In Oakland, The Disconnect Between Youth And Police

by Joi Smith
Also Featured on Morning Edition
12.05.14
12.05.14

Oakland has a long history of tensions between police and the community. So much, in fact, that the Oakland Police Department is under federal oversight for its use of force, and its reporting of misconduct, among other problems.

Twenty-five-year-old Alex Sipp says it feels like there’s no end in sight. He says in his neighborhood, he notices resentment toward police starting at a young age. “I’ve heard little kids point out the police coming down the street, for no reason,” he said. “It’s almost like a sense of fear, like, ‘Uh oh, here they come,’ instead of ‘they’re here to protect me.'”

We talked to Arnold Perkins, the former director of the Alameda County Department of Public Health, for the perspective of someone who was active in the civil rights movement of the 1960s. He said he understands why people are reacting and taking it to the streets. But he believes both protesters and police have to hear each other out. Protests have turned violent in Oakland, and Perkins had been hoping for a more productive outcome.

“What would happen if the group would have marched down to the police station, and contacted the chief before, and said ‘We wanted to sit down and have a conversation’,” he remarked. “We keep doing the same — tearing up our city. It leads us nowhere but more anger and more frustration.”

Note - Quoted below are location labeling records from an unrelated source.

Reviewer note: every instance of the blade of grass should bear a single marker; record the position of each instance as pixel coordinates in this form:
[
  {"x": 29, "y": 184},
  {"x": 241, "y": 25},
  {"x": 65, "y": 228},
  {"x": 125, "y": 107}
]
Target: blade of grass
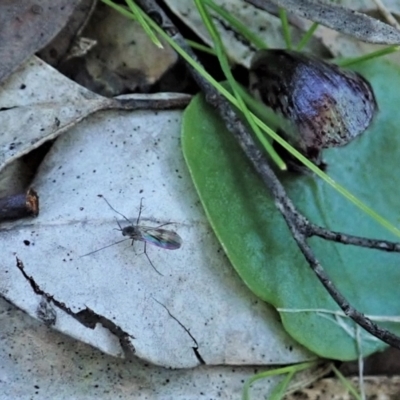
[
  {"x": 391, "y": 228},
  {"x": 237, "y": 25},
  {"x": 221, "y": 54},
  {"x": 201, "y": 47},
  {"x": 273, "y": 372},
  {"x": 136, "y": 11}
]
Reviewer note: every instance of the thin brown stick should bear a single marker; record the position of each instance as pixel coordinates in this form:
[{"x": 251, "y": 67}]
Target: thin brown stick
[{"x": 299, "y": 226}]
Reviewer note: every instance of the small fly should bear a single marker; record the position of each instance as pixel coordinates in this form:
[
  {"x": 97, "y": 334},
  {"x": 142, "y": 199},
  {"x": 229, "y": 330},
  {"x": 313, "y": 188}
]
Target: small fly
[{"x": 164, "y": 238}]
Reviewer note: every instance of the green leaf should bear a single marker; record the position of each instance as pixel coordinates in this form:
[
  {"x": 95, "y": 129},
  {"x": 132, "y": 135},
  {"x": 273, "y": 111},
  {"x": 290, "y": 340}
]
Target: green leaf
[{"x": 259, "y": 244}]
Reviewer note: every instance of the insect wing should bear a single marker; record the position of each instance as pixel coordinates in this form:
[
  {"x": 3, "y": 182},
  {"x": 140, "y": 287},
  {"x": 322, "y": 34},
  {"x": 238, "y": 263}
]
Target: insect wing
[{"x": 163, "y": 238}]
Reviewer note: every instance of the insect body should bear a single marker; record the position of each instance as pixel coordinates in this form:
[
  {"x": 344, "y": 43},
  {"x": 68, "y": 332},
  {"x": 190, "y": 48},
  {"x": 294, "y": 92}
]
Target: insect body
[{"x": 164, "y": 238}]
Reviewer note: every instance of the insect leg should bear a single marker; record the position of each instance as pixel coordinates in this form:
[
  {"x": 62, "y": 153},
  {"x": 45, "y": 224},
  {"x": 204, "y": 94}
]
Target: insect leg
[{"x": 140, "y": 211}]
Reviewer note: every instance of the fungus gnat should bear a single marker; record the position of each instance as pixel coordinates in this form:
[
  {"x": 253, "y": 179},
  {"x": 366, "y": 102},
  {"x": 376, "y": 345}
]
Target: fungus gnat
[{"x": 157, "y": 236}]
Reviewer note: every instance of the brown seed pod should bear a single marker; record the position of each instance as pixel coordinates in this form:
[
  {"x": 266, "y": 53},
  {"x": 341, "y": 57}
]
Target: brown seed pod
[{"x": 327, "y": 106}]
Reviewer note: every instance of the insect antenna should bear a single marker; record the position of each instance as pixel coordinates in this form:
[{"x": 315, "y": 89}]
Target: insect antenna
[
  {"x": 112, "y": 208},
  {"x": 140, "y": 211},
  {"x": 104, "y": 247}
]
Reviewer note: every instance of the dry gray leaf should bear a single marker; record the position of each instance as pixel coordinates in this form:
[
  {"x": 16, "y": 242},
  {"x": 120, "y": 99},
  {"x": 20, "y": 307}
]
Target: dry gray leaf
[
  {"x": 210, "y": 314},
  {"x": 341, "y": 19},
  {"x": 27, "y": 26}
]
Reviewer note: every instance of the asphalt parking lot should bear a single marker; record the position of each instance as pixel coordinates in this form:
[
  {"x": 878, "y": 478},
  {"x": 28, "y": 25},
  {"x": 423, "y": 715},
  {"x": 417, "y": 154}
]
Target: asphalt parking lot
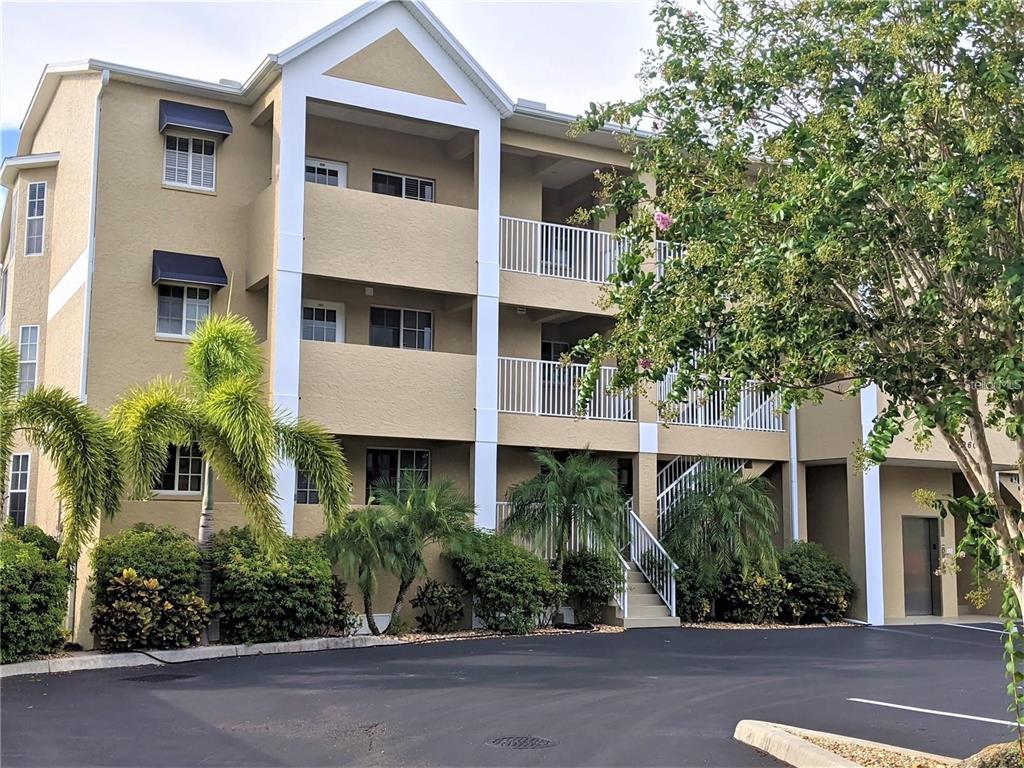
[{"x": 645, "y": 697}]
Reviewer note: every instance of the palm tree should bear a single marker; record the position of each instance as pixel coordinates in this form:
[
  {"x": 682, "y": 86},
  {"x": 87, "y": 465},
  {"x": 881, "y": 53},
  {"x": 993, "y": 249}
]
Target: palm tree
[
  {"x": 75, "y": 438},
  {"x": 579, "y": 495},
  {"x": 222, "y": 407},
  {"x": 425, "y": 513},
  {"x": 367, "y": 543},
  {"x": 729, "y": 523}
]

Olis Simmons is the founding CEO of East Oakland community organization Youth Uprising. She thinks Oakland can be a leader in raising a national dialogue about racial justice and relationships with police. “Holding young people who are at the epicenter of violence dearest to my heart has created a place where I’ve had to be in dialogue with the police department…about their leadership, about their oversight.”

Simmons brings officers to East Oakland to speak to the youth. She says when police and community members meet face to face, it can start to break down the tension.

“It’s that ability to go beyond, ‘This is my job, this is my role, this is what society expects of me’ – to see each other more fully. I’m not as afraid for my life, or I don’t think that you’re going to just do me wrong. I know you more than your job, or your role in society,” she said.

One young staff member at Youth Uprising did recall a positive childhood memory of police. Twenty-four-year-old Kenneth Munson remembers a time when he was playfighting with neighborhood friends. Local police officers gave Kenneth and his friends boxing gloves.

“An officer named Mr Daniels, he would just come and watch us. It wasn’t like he got into our business, he just showed he actually cared. I think that’s being bigger than a policeman. A policeman is just an outfit, a badge, a personal opinion,” Munson said.

Here’s what I’ve noticed in my East Oakland neighborhood. Young people are angry with police. But we still need them in times of danger.

We should be able to call for their help, not just hope for it.